Your Favorite Protective Style Might Actually Be Causing Your Hair Loss

Must read

If box braids are your go-to, try knotless box braids, which don’t require such a tight grip on your scalp to fuse the braiding hair with your natural hair. “With the knotless technique I start the braids off with the client’s natural hair then you start adding hair as you go,” says New York City-based braider Shanna St.Cyr. “This means there’s no need to grip tightly on the hair to secure the extensions at the base like with traditional box braids.”

Skip extra-long braids, twists, or faux locs

I love the look of long buss down braids as much as the next person, but long braids can be heavy, which causes more tugging on your scalp, especially as they grow out. If you’re inclined to Rapunzel-length braids, try not to get them too often and definitely don’t wear them past three weeks. A greatest litmus test is to tilt your head to the side and see if you feel any tugging — if you do, it may be time to take those braids out.
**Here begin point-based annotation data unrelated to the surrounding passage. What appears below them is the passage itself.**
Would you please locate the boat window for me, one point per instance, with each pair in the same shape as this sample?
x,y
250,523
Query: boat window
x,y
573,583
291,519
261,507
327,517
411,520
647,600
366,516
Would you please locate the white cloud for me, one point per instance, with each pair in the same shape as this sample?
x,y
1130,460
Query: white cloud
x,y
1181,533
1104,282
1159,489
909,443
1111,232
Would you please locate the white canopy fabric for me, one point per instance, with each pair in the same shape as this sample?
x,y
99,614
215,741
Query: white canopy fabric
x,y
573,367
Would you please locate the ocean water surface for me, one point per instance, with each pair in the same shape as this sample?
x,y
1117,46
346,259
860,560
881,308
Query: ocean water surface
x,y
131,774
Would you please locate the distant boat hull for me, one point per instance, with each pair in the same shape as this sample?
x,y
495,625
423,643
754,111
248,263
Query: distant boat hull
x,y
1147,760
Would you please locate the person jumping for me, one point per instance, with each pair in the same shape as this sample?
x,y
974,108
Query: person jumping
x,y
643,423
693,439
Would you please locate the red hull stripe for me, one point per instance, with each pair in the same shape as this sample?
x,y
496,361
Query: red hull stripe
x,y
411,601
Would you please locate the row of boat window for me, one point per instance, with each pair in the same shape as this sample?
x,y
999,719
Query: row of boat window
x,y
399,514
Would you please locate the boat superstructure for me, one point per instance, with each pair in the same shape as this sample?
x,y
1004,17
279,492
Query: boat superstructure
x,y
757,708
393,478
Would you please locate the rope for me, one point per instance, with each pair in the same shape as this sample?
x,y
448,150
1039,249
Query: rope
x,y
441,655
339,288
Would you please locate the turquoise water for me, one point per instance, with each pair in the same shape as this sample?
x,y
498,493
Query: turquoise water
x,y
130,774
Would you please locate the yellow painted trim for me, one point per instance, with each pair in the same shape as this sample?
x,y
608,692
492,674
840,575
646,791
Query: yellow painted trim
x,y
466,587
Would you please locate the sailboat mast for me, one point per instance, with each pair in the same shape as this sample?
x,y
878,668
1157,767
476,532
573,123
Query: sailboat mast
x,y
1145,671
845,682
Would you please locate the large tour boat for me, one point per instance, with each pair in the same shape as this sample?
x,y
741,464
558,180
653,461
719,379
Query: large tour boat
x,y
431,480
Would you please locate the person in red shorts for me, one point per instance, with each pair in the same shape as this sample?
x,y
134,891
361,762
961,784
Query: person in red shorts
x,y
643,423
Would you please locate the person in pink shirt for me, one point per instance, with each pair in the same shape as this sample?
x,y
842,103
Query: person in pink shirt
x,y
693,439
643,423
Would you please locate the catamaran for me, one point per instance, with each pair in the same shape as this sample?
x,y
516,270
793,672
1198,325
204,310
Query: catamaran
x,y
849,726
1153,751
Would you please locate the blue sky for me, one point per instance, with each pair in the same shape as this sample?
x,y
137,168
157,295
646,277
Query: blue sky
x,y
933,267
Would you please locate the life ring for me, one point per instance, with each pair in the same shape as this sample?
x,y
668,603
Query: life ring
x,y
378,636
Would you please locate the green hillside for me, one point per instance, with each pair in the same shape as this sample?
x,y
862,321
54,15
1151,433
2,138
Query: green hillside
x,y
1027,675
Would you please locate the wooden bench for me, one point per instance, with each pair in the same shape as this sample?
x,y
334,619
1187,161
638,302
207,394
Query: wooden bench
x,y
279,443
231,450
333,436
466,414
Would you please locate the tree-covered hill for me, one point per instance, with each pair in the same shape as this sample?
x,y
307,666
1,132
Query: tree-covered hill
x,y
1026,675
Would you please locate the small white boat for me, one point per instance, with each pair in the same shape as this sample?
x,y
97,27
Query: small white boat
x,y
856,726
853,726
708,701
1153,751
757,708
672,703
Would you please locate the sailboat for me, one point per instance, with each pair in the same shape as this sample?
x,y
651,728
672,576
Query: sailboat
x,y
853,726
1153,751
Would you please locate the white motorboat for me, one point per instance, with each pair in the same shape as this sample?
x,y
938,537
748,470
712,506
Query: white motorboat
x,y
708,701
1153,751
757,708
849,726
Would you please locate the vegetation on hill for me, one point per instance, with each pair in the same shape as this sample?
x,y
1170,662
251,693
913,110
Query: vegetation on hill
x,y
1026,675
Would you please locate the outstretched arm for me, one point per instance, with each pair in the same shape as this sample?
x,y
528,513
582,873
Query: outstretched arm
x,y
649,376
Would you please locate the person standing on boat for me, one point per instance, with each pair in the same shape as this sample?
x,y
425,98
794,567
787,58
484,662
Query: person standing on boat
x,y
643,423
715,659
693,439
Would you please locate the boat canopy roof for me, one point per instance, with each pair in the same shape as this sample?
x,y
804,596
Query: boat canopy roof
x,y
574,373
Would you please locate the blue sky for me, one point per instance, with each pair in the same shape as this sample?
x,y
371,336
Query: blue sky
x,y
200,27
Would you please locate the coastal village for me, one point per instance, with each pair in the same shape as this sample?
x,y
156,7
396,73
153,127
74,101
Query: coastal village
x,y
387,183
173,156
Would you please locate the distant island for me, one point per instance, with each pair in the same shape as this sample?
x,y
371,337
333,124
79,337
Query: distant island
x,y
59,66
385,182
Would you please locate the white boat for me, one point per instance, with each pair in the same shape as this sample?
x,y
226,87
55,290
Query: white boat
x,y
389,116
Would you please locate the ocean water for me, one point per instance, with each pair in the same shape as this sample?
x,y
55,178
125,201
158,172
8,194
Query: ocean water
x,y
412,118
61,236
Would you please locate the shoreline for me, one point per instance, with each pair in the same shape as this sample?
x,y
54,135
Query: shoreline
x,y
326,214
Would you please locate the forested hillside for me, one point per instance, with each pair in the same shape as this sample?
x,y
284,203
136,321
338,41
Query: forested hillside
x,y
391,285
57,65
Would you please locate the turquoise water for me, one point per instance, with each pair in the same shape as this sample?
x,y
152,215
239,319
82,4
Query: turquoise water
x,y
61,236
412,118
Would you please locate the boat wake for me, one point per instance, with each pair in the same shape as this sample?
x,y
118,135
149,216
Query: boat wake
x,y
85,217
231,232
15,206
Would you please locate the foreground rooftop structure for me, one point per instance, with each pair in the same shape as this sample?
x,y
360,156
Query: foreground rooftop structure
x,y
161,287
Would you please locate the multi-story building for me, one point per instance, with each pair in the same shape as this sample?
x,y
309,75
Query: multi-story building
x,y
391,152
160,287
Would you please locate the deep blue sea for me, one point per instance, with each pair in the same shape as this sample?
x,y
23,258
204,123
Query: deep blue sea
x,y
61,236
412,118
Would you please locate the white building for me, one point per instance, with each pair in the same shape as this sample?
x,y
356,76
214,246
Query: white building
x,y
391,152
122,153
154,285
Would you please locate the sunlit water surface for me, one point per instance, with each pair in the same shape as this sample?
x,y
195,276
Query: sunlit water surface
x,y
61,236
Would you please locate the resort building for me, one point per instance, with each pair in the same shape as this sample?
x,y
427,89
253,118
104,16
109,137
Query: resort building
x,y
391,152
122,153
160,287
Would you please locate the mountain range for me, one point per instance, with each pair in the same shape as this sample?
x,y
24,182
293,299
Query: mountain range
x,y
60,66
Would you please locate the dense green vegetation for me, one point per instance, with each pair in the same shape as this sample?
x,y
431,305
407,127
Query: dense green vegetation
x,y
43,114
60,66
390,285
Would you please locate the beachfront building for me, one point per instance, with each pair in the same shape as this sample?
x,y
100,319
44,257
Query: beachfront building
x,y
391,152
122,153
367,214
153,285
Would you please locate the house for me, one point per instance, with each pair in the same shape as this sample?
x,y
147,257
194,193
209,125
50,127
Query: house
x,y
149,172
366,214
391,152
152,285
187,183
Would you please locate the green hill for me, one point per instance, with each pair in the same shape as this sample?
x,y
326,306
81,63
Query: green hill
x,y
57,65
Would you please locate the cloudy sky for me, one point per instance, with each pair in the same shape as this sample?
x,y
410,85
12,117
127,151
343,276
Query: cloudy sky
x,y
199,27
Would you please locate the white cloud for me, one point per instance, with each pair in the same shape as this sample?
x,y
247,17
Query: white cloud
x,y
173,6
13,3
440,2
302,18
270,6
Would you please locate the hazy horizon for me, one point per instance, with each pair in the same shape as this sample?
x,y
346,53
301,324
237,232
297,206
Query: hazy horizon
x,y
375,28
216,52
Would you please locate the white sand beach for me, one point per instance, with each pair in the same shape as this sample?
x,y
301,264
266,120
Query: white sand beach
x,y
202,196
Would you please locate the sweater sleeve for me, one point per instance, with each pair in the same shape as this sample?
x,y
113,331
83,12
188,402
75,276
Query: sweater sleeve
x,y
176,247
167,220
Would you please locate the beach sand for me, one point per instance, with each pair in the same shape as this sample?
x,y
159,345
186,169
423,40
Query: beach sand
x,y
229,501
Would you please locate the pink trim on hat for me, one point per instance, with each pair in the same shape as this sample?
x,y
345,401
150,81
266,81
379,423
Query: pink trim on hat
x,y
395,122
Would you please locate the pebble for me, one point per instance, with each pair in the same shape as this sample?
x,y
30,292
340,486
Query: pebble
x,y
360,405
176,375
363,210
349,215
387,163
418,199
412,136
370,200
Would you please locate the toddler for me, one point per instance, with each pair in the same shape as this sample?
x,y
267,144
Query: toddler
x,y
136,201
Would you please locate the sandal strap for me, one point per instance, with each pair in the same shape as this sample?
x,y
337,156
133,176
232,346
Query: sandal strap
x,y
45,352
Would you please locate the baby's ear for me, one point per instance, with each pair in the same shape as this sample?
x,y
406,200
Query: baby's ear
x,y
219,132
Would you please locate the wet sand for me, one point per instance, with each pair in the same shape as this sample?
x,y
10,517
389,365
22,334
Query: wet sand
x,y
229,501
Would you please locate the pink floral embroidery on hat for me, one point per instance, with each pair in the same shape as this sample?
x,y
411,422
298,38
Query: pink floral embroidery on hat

Use plant-based or human hair extensions

Hair extensions used for protective styles are often made of synthetic fibers that can irritate the scalp, causing it to become itchy and inflamed. To avoid an allergic reaction to the faux extensions, have your stylist use 100 percent human hair or plant-based hair extensions which tend to be better for sensitive skin. Brands like Rebundle offer a wide variety of hair braiding extensions made from plant-based fibers that don’t contain the synthetic coatings that traditional Kanekalon have.

If you have synthetic braiding hair on hand that you want to make use of, try giving the hair an apple cider vinegar bath. “Immerse the Kanekalon hair in a large basin and add three parts hot water to one part apple cider vinegar, then let it soak for 15 to 20 minutes,” says New York City-based hairstylist Erica Legagneur. “Rinse thoroughly and let the hair air dry. This will remove the synthetic coating from the hair as well as soften the hair.”

Avoid updos that cause tension

“There is already a certain amount of tension associated with protective styles like box braids and faux locs, and constantly pulling them up or tightening them can cause a lot of scalp damage,” says certified trichologist and Mizani artist and educator Evie Johnson. The higher up the hair is gathered on your head, the tighter it pulls at the base of the braids causing tension on the scalp. So, if you’re a fan of ponytails and buns, opt for low hanging iterations of this style. Also, “make sure to let your updo down at the end of the day to help relieve the scalp,” says Johnson.